Human AdMSCs were detached from flasks by trypsinization, washed twice in PBS and resuspended in PBS (100 µl) containing 10% FBS. Cells were incubated for 2 h at 4℃ with the following FITC- or phycoerythrin-conjugated antibodies to chemokine or GF receptors: anti-human CCR1 (MAB145), anti-human CCR2 (MAB150), anti-human CCR7 (MAB197), anti-human CXCR4 (MAB170), anti-human CXCR5 (MAB190), anti-human CXCR6 (MAB699) or anti-human HGFR/c-Met (FAB3582F) (all from R&D Systems, Minneapolis, MN); anti-human EGF-R (555997), anti-human PDGFRA (556002), anti-human PDGFRB (558821), anti-human TNFRSF1A (550514) or anti-human IGF1R (555999) (all from BD Pharmingen, San Diego, CA); anti-TGFBR2 (SC-17799) (from Santa Cruz Biotechnology, Santa Cruz, CA); or anti-human FGFR1 (ab823) (from Abcam, Boston, MA). Dilution of the antibodies was 1:100. As a negative control, the staining procedure was performed in the absence of the primary antibody. Human PBMCs were used as positive control for the anti-CCR2 antibody (Reale et al., 2008), and A549 cells were used as positive control for the anti-IGF1R and c-Met antibodies (To et al., 2002; Kong et al., 2008). Data were acquired using a BD FACS Calibur flow cytometry system (BD Biosciences) and are presented as the percentage of cells expressing each protein.

RNA extraction and RT-PCR

Total RNAs were extracted using an Easy-spin™ Total RNA Extraction Kit (iNtRON Co., Seongnam, Korea).
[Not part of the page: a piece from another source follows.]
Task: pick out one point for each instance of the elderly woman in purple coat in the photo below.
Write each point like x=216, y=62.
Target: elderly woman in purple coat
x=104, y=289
The cDNAs were synthesized from 2 µg of total RNA using RevoScript™ RT PreMix (iNtRON). Reverse transcription (RT) was performed for 60 min at 50℃, and reverse transcriptase inactivation was performed for 5 min at 95℃. The cDNAs were subjected to PCR amplification with primers as described in the Supplemental Data Table S1. The RT reaction mixture (2 µl) was added to a PCR mix containing 1.5 mM MgCl2, 0.2 mM dNTP, 0.4 pM of each primer and 0.5 U h-Taq DNA polymerase (SolGent, Seoul, Korea) in a total volume of 20 µl. The PCR reactions were performed for 40 cycles. Each cycle consisted of an initial denaturation at 95℃ for 15 min, followed by 95℃ for 20 s, an annealing reaction at a specified annealing temperature (Supplemental Data Table S1) for 40 s, followed by 72℃ for 1 min. The reaction was terminated by a final extension at 72℃ for 5 min. GAPDH was used as a positive control. The PCR products were resolved by electrophoresis on 2% agarose gels and visualized by ethidium bromide staining using a LAS-3000 imaging system (Fujifilm Europe, Sint Niklaas, Belgium). The experiments were repeated three times with independent samples.

Statistical analysis

Data are representative of three individual experiments with triplicate samples and are presented as mean values ± SD. The data were analyzed using the multivariate ANOVA (SPSS Ver. 17.0) followed by Tukey's t-test. P-values of less than 0.05 were considered statistically significant.